PORTLAND, USA: FishTail Design Automation, Inc., the golden timing constraints company, announced that Japan’s Semiconductor Technology Academic Research Center (STARC) has completed a detailed study of FishTail’s solution for merging multi-mode design constraints. This study has demonstrated that FishTail’s products can reduce the number of place-and-route (P&R) scenarios and, as a result, significantly improve P&R runtime.
STARC engineers conducted an exhaustive evaluation of FishTail’s mode-merging solution to establish that constraints were correctly merged even when there are significant differences between the clocks, case analysis and timing exceptions specified for functional and test modes.
The testcases established the ability of FishTail’s solution to correctly merge constraints even when one design mode does not completely dominate another. The quality of the merged constraints, in terms of accuracy and complexity, was established through a verification flow supported by FishTail that compared merged-mode timing to individual-mode timing.
Finally, the STARC study compared the runtime and quality-of-results (QoR) of P&R tools with both multi-mode and merged-mode constraints.

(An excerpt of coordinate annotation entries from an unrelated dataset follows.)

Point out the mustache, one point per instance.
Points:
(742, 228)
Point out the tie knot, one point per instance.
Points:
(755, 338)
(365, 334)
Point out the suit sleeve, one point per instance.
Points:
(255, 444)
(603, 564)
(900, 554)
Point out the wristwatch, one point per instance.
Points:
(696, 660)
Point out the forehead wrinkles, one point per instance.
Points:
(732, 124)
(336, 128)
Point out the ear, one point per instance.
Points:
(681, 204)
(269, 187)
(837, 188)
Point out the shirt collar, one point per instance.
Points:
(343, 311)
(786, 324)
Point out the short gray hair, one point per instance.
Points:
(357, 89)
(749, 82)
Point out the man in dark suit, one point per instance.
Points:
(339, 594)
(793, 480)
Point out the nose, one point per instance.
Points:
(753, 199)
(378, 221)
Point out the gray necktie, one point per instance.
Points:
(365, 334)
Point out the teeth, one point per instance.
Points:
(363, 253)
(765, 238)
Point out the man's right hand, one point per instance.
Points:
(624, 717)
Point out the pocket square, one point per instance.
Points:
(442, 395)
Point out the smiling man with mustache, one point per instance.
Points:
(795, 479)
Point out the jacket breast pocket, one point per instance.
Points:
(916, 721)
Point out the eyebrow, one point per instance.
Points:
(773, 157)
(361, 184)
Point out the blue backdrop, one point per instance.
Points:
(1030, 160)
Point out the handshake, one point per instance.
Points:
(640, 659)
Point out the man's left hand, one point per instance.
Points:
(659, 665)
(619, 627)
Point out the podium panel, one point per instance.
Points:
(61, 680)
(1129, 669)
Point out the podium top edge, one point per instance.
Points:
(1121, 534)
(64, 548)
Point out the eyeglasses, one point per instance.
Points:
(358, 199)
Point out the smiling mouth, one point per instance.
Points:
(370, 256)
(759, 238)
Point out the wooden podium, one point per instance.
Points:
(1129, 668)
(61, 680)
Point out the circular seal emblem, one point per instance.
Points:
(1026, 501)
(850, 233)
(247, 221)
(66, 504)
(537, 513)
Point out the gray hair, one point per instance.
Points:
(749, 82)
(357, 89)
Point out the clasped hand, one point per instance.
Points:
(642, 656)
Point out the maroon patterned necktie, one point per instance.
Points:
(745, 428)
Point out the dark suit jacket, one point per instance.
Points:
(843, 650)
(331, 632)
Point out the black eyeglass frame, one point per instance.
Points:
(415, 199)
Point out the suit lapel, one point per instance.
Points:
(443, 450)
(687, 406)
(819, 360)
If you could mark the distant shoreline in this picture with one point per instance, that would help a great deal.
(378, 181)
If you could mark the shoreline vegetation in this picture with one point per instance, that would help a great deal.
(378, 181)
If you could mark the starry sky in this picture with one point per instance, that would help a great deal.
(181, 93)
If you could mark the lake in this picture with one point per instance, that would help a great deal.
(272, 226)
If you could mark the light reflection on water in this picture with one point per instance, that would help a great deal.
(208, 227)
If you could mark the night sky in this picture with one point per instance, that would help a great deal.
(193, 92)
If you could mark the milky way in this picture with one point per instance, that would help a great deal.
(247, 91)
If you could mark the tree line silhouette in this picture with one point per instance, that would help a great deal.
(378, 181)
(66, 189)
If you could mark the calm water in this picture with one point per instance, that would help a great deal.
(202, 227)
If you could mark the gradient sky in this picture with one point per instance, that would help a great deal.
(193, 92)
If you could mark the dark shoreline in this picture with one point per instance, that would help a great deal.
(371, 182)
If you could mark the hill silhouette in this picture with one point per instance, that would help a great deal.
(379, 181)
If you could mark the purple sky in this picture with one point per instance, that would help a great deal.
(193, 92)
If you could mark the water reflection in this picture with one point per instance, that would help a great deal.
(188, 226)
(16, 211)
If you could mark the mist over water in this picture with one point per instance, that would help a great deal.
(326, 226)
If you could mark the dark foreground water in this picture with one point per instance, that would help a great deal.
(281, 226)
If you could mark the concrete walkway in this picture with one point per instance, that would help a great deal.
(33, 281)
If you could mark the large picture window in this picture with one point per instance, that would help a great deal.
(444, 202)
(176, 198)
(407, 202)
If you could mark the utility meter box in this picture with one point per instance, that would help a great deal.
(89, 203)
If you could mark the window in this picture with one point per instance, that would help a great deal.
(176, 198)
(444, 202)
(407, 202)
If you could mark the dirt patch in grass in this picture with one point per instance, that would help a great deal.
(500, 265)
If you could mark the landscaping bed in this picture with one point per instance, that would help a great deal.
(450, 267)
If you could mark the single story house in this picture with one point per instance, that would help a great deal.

“Our study showed that FishTail’s automated mode-merging solution shortens P&R runtime by about 60% without impacting QoR,” said Nobuyuki Nishiguchi, vice president and general manager at STARC. “Merged constraints are automatically generated in a few hours by FishTail’s products, compared to the several days of manual effort that is otherwise required.”
“Our partnership with STARC has, over the years, resulted in the deployment of our formal constraint generation, verification, and now mode-merging solutions by the semiconductor industry,” stated Ajay Daga, founder and CEO of FishTail.
“Multi-mode design constraints are a reality today, and unfortunately P&R runtimes of days or weeks is also a reality. Our goal is to cut P&R runtimes in half. As a company we continue to bring solutions to the marketplace whose value proposition is unambiguous.”